This setup ensures that the system maintains an organized approach to logging by specifying clear paths for log files and implementing a rotation policy to prevent excessive file growth. This document outlines the monitoring and logging mechanisms used by a system, primarily focusing on management processes, resource consumption, and data collection for troubleshooting and performance analysis. Key aspects include: 1. **Watchdog Messages**: These are messages that provide status updates about active lists statistics and monitor resource usage. The wrapper manages the lifecycle of manager processes, including rules and data monitoring. 2. **Log Rotation**: Configuration is done via `/config/server.wrapper.conf`, copying settings from `server.defaults.wrapper.conf` (with edits discouraged). 3. **Specific Logs**:

**SERVER.SQL.LOG, SERVER.REPORT.LOG, SERVER.CHANNEL.LOG, SERVER.PULSE.LOG, SERVER.LICENSE.LOG** are detailed and should be enabled for specific purposes such as Oracle DBA tasks or license compliance monitoring.

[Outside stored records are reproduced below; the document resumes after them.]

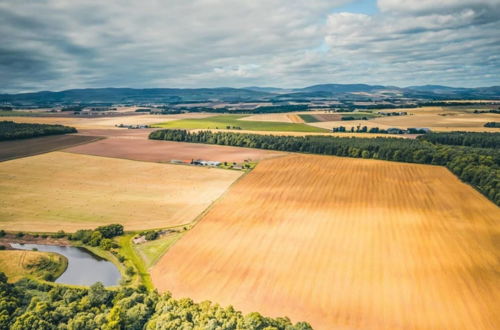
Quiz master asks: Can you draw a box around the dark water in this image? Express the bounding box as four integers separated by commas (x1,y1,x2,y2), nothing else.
10,243,120,286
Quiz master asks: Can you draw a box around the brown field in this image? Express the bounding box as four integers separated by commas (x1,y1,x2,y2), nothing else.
191,125,415,139
308,107,500,132
313,113,342,121
0,134,99,162
152,155,500,329
0,152,242,232
65,138,285,163
288,114,304,123
1,113,214,129
239,113,293,123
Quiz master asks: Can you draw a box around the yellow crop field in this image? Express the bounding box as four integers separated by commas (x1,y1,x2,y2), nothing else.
0,113,213,130
152,155,500,329
309,107,500,132
0,152,242,231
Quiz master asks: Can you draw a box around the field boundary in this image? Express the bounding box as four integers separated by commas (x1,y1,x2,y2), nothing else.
0,134,102,162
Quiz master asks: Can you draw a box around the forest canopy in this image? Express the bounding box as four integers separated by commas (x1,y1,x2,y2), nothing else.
0,273,312,330
0,121,77,141
149,130,500,205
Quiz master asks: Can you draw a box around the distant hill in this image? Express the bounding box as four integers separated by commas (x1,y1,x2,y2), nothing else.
0,88,270,104
0,84,500,105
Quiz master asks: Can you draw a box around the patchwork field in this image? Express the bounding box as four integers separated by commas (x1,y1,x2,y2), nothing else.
2,113,213,130
151,115,326,132
152,155,500,329
0,134,99,162
309,107,500,132
66,138,285,163
0,152,242,232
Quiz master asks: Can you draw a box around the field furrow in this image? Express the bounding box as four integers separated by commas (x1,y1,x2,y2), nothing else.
152,155,500,329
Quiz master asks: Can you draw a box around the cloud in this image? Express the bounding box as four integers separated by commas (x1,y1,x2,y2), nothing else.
0,0,500,92
325,0,500,86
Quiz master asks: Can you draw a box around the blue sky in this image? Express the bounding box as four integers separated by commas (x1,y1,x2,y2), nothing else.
0,0,500,93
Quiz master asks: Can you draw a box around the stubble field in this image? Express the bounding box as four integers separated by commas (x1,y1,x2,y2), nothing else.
152,155,500,329
0,152,242,232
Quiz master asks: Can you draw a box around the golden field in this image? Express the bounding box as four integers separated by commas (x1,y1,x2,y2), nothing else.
0,113,213,129
152,155,500,329
308,107,500,132
0,152,242,232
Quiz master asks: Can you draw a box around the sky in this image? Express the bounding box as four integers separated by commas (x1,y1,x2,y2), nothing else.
0,0,500,93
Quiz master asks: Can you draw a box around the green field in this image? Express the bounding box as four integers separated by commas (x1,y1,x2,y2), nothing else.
0,250,68,282
342,112,380,120
299,115,320,123
133,232,183,268
153,115,328,132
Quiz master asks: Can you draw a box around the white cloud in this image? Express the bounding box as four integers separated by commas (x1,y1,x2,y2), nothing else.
0,0,500,91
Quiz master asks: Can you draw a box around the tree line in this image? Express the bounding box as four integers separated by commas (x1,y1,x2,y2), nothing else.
0,273,311,330
157,104,309,114
149,130,500,205
0,121,77,141
419,132,500,149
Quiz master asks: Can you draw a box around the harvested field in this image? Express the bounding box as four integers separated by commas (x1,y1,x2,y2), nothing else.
191,129,415,139
65,138,285,163
0,152,242,232
239,113,293,123
152,155,500,329
309,106,500,132
154,115,325,132
0,134,99,162
300,113,342,123
2,113,214,130
288,114,304,123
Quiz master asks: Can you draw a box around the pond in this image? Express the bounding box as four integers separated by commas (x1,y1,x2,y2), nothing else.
10,243,121,286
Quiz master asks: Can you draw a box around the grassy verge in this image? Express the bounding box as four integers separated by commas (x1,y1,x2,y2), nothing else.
132,232,184,269
153,115,328,132
0,250,68,282
115,233,154,290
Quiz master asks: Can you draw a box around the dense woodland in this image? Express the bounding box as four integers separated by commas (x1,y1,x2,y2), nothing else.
419,132,500,149
0,121,77,141
0,273,311,330
149,130,500,205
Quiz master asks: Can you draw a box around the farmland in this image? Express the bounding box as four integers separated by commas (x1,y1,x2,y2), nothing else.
150,115,327,132
0,152,241,232
0,250,67,282
66,138,283,163
310,107,499,132
152,155,500,329
0,135,99,161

4. **Manager Logs**: Typically found under `/logs`, including but not limited to:

**SERVER.SQL.LOG, SERVER.REPORT.LOG, SERVER.CHANNEL.LOG, PARTITION*.LOG** for active channel queries and Oracle partition management.
**SERVER.PULSE.LOG** updates every 10 seconds unless the CORR-Engine is present.
**SERVER.LICENSE.LOG** tracks license compliance status.

5. **Data Collection**:

**Thread Dumps** are generated for system tables and performance analysis, with specific conditions (e.g., if the manager is identified as a bottleneck).
**Logs** should be collected from both managers and agents to ensure comprehensive troubleshooting.

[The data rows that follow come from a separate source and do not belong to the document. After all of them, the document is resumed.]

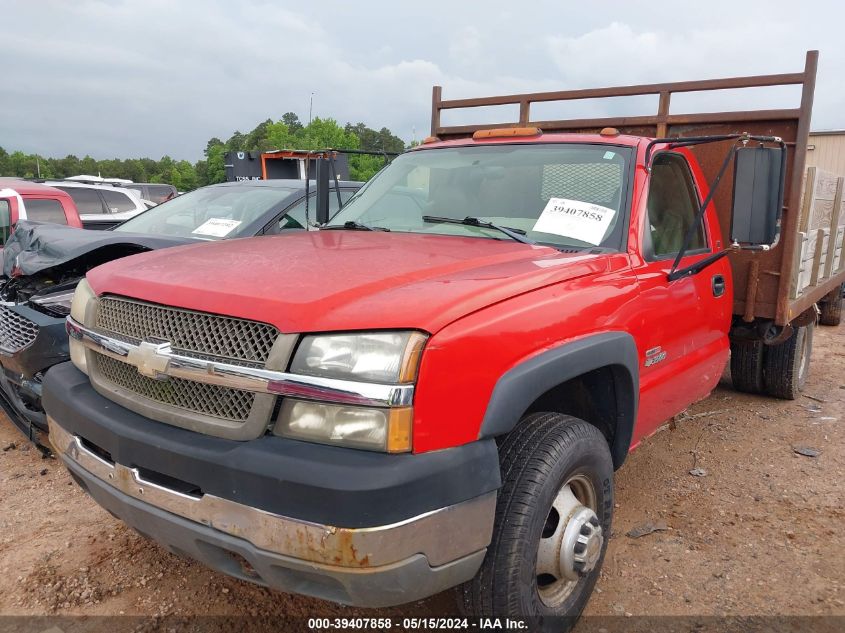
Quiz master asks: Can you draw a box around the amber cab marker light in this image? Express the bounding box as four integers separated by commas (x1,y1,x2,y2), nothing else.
387,407,414,453
472,127,543,141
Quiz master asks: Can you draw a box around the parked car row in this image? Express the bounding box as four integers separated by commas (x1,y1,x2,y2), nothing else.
0,177,177,230
0,180,361,446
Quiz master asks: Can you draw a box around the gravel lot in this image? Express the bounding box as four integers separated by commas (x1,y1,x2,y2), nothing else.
0,327,845,628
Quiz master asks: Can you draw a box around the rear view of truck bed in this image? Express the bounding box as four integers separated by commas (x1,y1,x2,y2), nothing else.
431,51,845,331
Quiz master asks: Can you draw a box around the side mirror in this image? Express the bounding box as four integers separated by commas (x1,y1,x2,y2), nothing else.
731,146,786,248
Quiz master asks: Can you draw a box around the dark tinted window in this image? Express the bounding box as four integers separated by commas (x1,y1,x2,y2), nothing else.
56,187,105,213
102,190,135,213
147,185,176,204
24,198,67,224
648,153,707,257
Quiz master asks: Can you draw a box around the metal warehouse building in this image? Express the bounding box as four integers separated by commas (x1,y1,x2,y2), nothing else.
807,130,845,174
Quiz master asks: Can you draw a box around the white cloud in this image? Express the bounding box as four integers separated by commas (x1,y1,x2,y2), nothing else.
0,0,845,160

6. **Collecting Logs**: Using tools like ArcSight Sendlogs, users can collect logs through a wizard interface for easier management and data collection during performance issues or troubleshooting. This document is part of a larger system monitoring framework designed to provide operational insights into Oracle-based systems and their managers, focusing on efficiency and timely information retrieval for informed decision-making. The provided text appears to be a technical document or guide related to system monitoring, logging, and troubleshooting for an unspecified software product (likely from Hewlett-Packard). Here's a summary of the key points discussed in the text: **Log Collection:**

Various logs are collected including Manager logs, Agent logs, Web logs, Console logs, Oracle Alert log, Thread Dumps, Session Waits, and Output from SQL. These logs can be run manually or via scripts (e.g., using `./arcsight sendlogs`, `./arcsight managerthreaddump`, etc.).

**Service Status:**

The status of services can be checked using the command `/sbin/service arcsight_services status`.

**Generating Reports:**

Thread Dumps and Session Waits can be generated with specific commands (e.g., `./arcsight arcdt session-waits –sp spool` for Session Waits).
HTML reports on thread dumps can also be created using the command `./arcsight threaddumps `.

**Database Logs:**

For Oracle and CORR-E databases, specific logs are collected.

**Data Collection and Storage:**

All logged data is placed in a tarball or zip file for easy upload and sharing.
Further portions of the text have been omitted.